While the pendulum swings between hilarity and sobriety, Quammen is always deadly serious, and quietly poignant. It could hardly be otherwise when the recurrent themes are "insular evolution, for all its wondrousness, tends to be a one-way tunnel toward doom," or more succinctly, "islands are where species go to die." I was reminded more than once of Hariri's Sapiens, though Quammen was ahead of the game on the measure by which Homo sapiens were afflicting their damage on the planet by some twenty years. Quammen writes "what it has done here in Guam is precisely what Homo sapiens has done all over the planet: succeeded extravagantly at the expense of other species;" this sentiment is virtually the hypothesis around which Sapiens is written! (It's in the final pages where the parallels are most striking, though, particularly the observation that "the richness of the Earth's ecosystems might recover to previous levels within, oh, ten or twenty million years, assuming that Homo sapiens itself has meanwhile gone extinct too.") So there's the rub: to save the planet, we must eliminate ourselves.

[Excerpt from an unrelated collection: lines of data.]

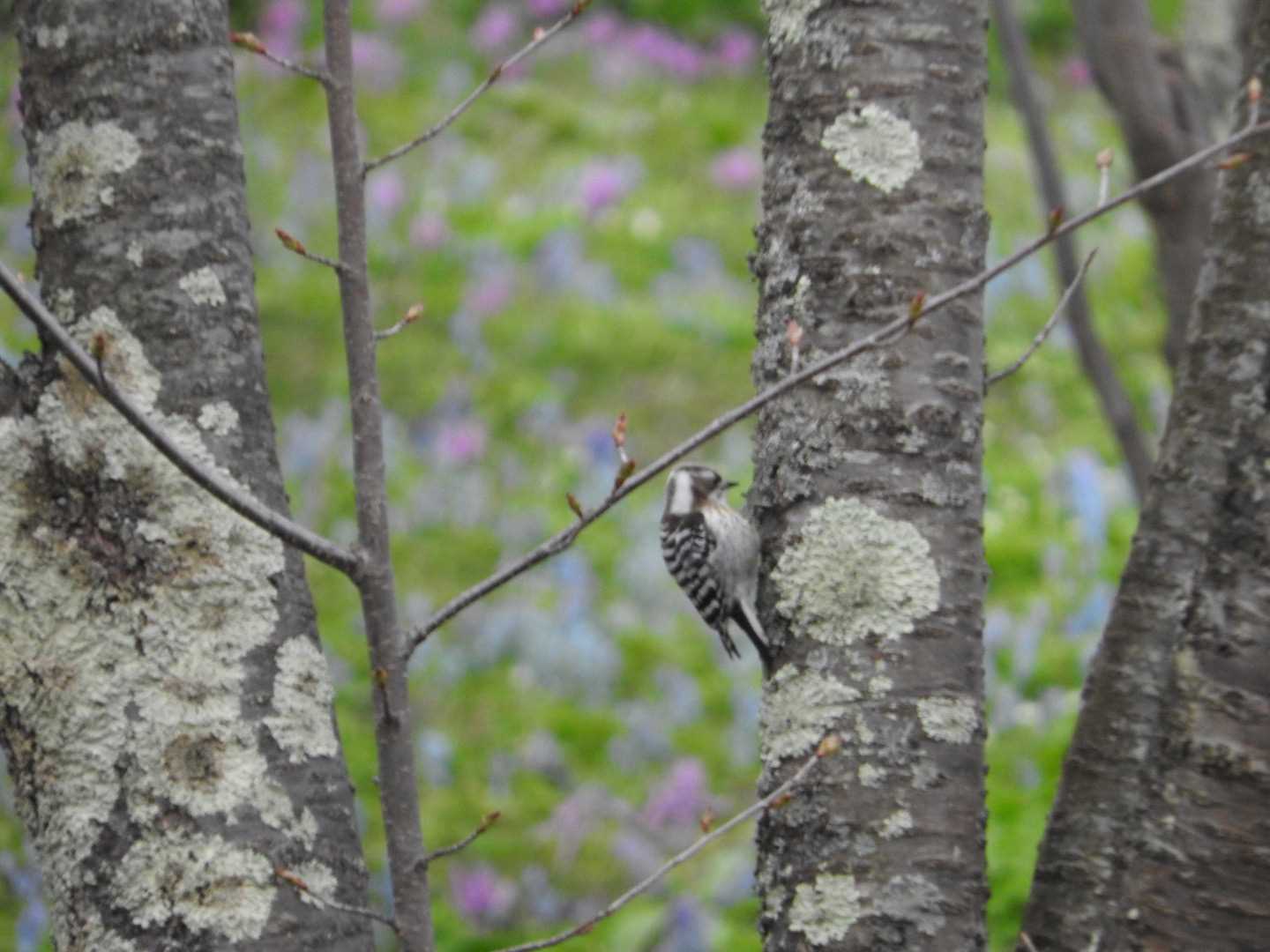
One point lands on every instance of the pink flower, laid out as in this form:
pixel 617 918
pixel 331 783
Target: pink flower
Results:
pixel 736 169
pixel 460 441
pixel 385 192
pixel 430 231
pixel 494 28
pixel 549 8
pixel 399 11
pixel 681 798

More than the thoughts Quammen provokes, his prose remains the crown jewel of the book. Whether in the form of a quick turn-of-phrase tucked into a longer sentence (such as the description of something as a "gloriously improbably gambit"), or writing about a scientist who continues to believe that an animal is not quite extinct, despite what Quammen terms empirical discouragement ("that's what faith is: belief that transcends data," a beautifully concise observation with applicability far beyond luckless conservation officers), Quammen's writing remains among the best I have encountered. Questioning the accuracy of one's recollection, Quammen writes "There's surely some little human detail, incidental, piercingly vivid, so poignant that even memory chooses not to remember it." That line stopped me: what in my life had fallen into that category? What tiny details had I subconsciously judged so poignant that even memory chose not to remember?

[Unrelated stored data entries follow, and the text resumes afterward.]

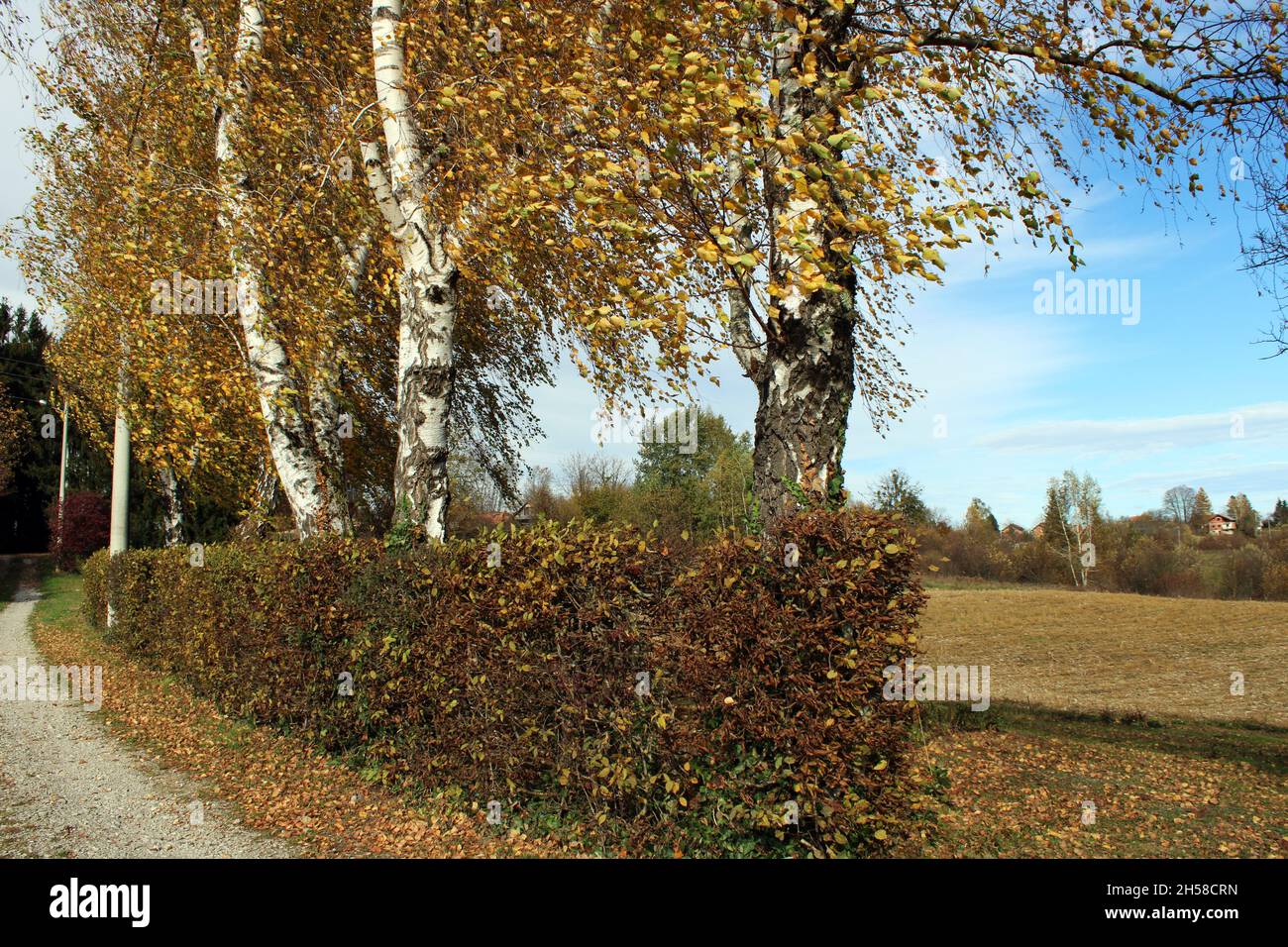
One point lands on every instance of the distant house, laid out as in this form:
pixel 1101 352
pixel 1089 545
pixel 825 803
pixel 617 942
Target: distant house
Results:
pixel 1222 525
pixel 522 518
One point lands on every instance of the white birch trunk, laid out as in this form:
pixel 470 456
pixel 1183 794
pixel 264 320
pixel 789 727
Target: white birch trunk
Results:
pixel 171 515
pixel 287 434
pixel 428 291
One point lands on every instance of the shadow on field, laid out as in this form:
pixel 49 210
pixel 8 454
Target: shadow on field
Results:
pixel 1260 745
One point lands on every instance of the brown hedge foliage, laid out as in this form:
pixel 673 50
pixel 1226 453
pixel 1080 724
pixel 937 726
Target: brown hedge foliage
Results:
pixel 523 682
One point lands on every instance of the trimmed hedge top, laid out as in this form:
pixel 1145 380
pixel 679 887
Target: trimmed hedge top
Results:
pixel 720 698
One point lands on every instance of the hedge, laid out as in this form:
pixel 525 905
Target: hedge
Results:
pixel 758 729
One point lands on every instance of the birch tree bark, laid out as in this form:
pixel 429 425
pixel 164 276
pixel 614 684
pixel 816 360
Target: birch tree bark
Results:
pixel 428 285
pixel 294 457
pixel 171 517
pixel 804 369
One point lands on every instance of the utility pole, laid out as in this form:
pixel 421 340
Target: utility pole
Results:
pixel 119 535
pixel 62 479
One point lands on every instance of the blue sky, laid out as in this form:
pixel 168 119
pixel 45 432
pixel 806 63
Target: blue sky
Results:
pixel 1184 395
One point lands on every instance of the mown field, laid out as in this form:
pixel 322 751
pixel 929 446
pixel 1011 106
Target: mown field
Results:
pixel 1095 651
pixel 1121 701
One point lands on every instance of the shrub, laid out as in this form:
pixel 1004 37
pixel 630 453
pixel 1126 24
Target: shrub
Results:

But when the topic is the very survival of so many species - when the outcome, should we continue on the current trajectory can be only that "the world will be an emptier, lonelier place," - how can Song of the Dodo be imbued with anything other than poignancy and reflection? Whatever urgency Quammen felt as he researched and wrote this book in the 90s, that urgency is only greater today. For that reason, I find it a shame that Dodo has the heft of a doorstop: more people need to read these words, to consider what it means that "there are no hopeless cases, only people without hope and expensive cases," to weigh the value of flora and fauna against those of unrelenting development.